Mit folgenden Sachverhalten solltest du dich also ernsthaft auseinander setzen, wenn du dich für oder gegen die Promotion entscheidest:
Frage dich, ob du wirklich ernsthaftes Interesse für das Thema hast, denn du wirst dich über einen langen Zeitraum damit befassen und das kostet Zeit und Nerven.
Informiere dich darüber, ob das Thema für deine beruflichen Ziele und den Arbeitsmarkt relevant ist.
Sei dir darüber im Klaren, dass die Dissertation circa 60.000 Euro kostet, da du im normalen Berufsleben schon viel mehr Geld verdient hättest. Zwar bekommen Träger eines Doktortitels meist mehr Geld, doch wie viel das im Endeffekt ist, hängt wieder stark von deiner Studienrichtung ab. Somit lohnt sich der Titel meist erst mittel- oder langfristig.
Rufe dir immer wieder ins Gedächtnis, dass du dich mit der Dissertation für ein echtes Mammutprojekt entscheidest. In Deutschland werden 2 von 3 Promotionen abgebrochen.
Mache dir bewusst, dass ein Doktortitel für deinen Traumjob auch hinderlich sein kann.

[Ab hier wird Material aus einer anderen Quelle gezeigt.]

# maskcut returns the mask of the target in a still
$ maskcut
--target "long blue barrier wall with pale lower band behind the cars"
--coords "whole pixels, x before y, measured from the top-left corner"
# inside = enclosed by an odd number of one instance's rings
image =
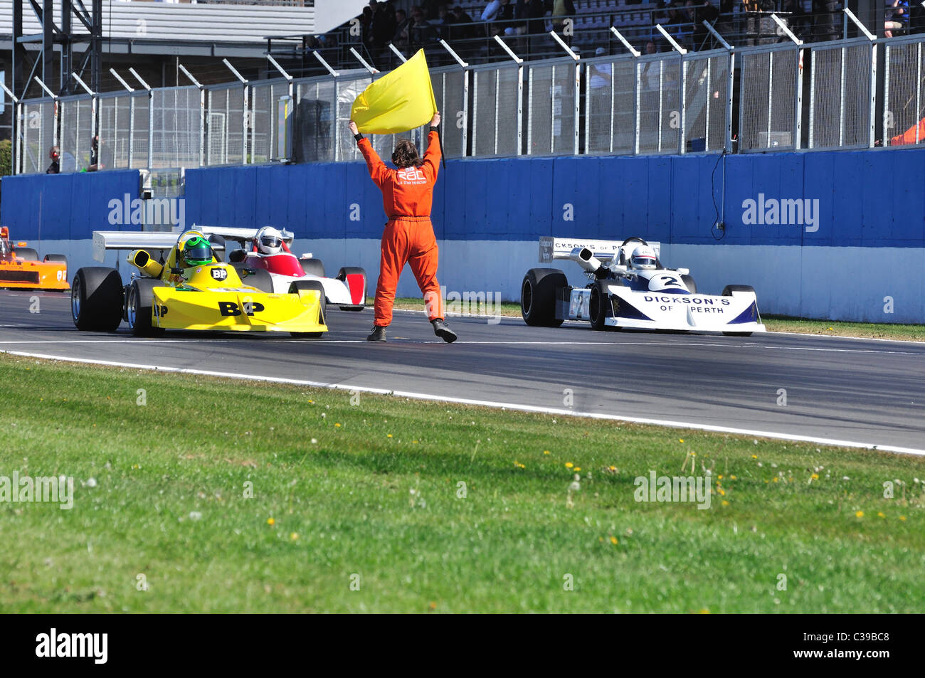
[[[690,267],[703,291],[753,285],[766,312],[925,322],[923,179],[925,148],[453,160],[434,196],[439,277],[450,290],[517,299],[539,236],[640,235],[662,243],[668,265]],[[77,242],[113,228],[109,201],[138,188],[136,171],[5,178],[0,221],[16,239],[51,240],[72,268],[91,265]],[[744,203],[762,199],[809,201],[814,223],[745,223]],[[332,273],[362,265],[375,280],[386,216],[363,163],[190,169],[185,201],[186,226],[288,228],[297,251]],[[583,283],[577,266],[562,268]],[[404,278],[399,294],[415,294]]]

Überlege dir Alternativen: In den Wirtschaftswissenschaften bringt dich Praxiserfahrung vielleicht viel weiter. Geistes- und Ingenieurswissenschaftler sollten über einen MBA (Master Business Administration) nachdenken, der das wirtschaftliche Verständnis vertieft.
Fazit
Wenn du kein Naturwissenschaftler bist, kann die Promotion mitunter mehr Nachteile als Vorteile mit sich bringen. Allgemein gültige Entscheidungshilfen lassen sich schwer formulieren, denn der Sinn der Dissertation hängt zum Großteil von der Wahl des Themas und der Begeisterung des Verfassers ab. Es ist also ratsam, dass du dich unvoreingenommen mit dem Thema auseinander setzt und vor allem eines bist: ehrlich zu dir selbst. Der Wunsch, noch ein paar Jahre länger in der Uni bleiben zu können, sollte nicht das ausschlaggebende Argument für deine Dissertation sein.